There is no place in government leadership for this kind of behavior. From Clinton and Trump, to Moore and Franken and Barton and Conyers…there is no need for our nation to tolerate this stuff. We have plenty of other capable people available to serve in their place. We really, really don’t need them.

We are experiencing a transformative moment in American culture. I envision a future that will feature a new level of intolerance for sexually abusive behavior in our workplaces and in our social settings that have gone unaddressed for far too long. The #metoo movement has a chance to do great things.

I hope the women speaking up today stay the course. And I hope our society has the courage to absorb all of it and act accordingly.  That last part is the thing that worries me.

Many years ago, I worked as a program manager for the Department of Correction in Indiana. During the last half of my five and a half year stint there, I was part of the team that managed the sex offender program. The offenders committed to our facility for a sex offense were required to participate and complete the program prior to parole. It was a difficult program for the staff. It was a profound challenge for the offenders to complete, mainly because they intuitively deny their offenses, even post conviction.

Law abiding people have a strange view of crime and criminals. Many Americans attribute crime with poverty too easily. It is also confusing for property, or economically driven, crimes to make sense when the criminal didn’t “need the money.” Though white collar crimes are easily described as unbridled greed, it is a logical conclusion for many to see “greed” in an overly simple way.

All of that aside, crimes against people, especially sex offenses, have something almost uniformly in common. Almost always, the motivation is to satisfy the criminal’s need for power and control over his or her victim. Greed is the first cousin of power.

Hal Arkowitz and Scott Lilienfeld wrote for Scientific American in April of 2008 an important column about sex offenders, recidivism, and ways to address the challenges. These University of Arizona professors wrote things of which many in the field subscribe. One thing in their article stuck out to me of which our electorate needs to pay close attention. In describing these offenders, they wrote: “Most are ‘generalists’ who engage in a variety of sex and nonsexual crimes as well.”

This was my experience years ago as well.

So what?

This matters in that a fundamental aspect of someone that is to be elected to office is that the public should “trust” them. This is why the sexually predatory behaviors that are being identified in our politicos today are not just warning signs of an incapable candidate, they are disqualifiers for public office.

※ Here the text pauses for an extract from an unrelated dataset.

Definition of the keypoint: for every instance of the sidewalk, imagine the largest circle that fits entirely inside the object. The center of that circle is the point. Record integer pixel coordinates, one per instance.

These men didn’t just cheat on their taxes, though some almost certainly did. They didn’t just break their wedding vows, though it would seem that they all at least did that. They didn’t just shoplift candy as a child.

They all committed heinous acts of power and control.

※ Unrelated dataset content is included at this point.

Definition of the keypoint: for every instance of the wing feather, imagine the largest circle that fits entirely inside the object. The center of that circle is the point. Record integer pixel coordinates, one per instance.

What exactly would you trust them to do in your own personal lives? Would you trust them with your family or with your finances? Would you trust them to repair your car or give you sound legal advice?

Yet there are people in Alabama, starting with Governor Kay Ivey, who will vote for Roy Moore for partisan reasons. That lacks rationality, governor.

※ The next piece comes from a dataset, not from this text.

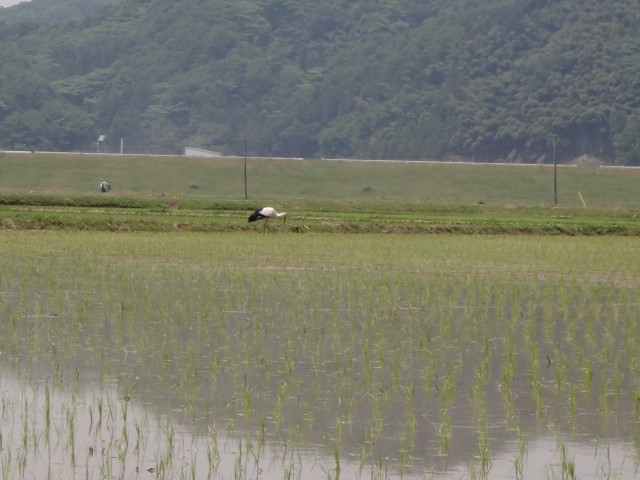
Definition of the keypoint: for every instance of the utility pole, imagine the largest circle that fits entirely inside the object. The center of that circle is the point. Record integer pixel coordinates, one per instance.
(245, 167)
(554, 137)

This man has been removed from the state’s supreme court not once, but twice, because he won’t comply with the law. He’s a “generalist” in his life of crime. Given appropriate power, he will commit greater and more memorable crimes.  It is all but certain.

Moore is only unique though in that his abhorrent sexual predator pattern has come to light while in a campaign. It’s the first of its kind since the #metoo movement began. Voters get to respond almost in real time.

The buyers remorse that exists on the decision to elect Donald Trump is a factor. America had the chance to reject his candidacy for these very reasons just one year ago and didn’t. Many Americans regret that. Likewise, the Bill Clinton saga was inadequately handled by the public in the 90s.

I would love to believe that these men could not get elected post-#metoo, but who knows.

Sexual predators are not qualified to be elected in America. They are generalist criminals who aren’t fit for public trust. There is no partisan reason, or any other reason, to look the other way and vote for any of them. Stop looking for an abstract reason to trust them.

Believe the women. There is no reason not to believe them. And vote.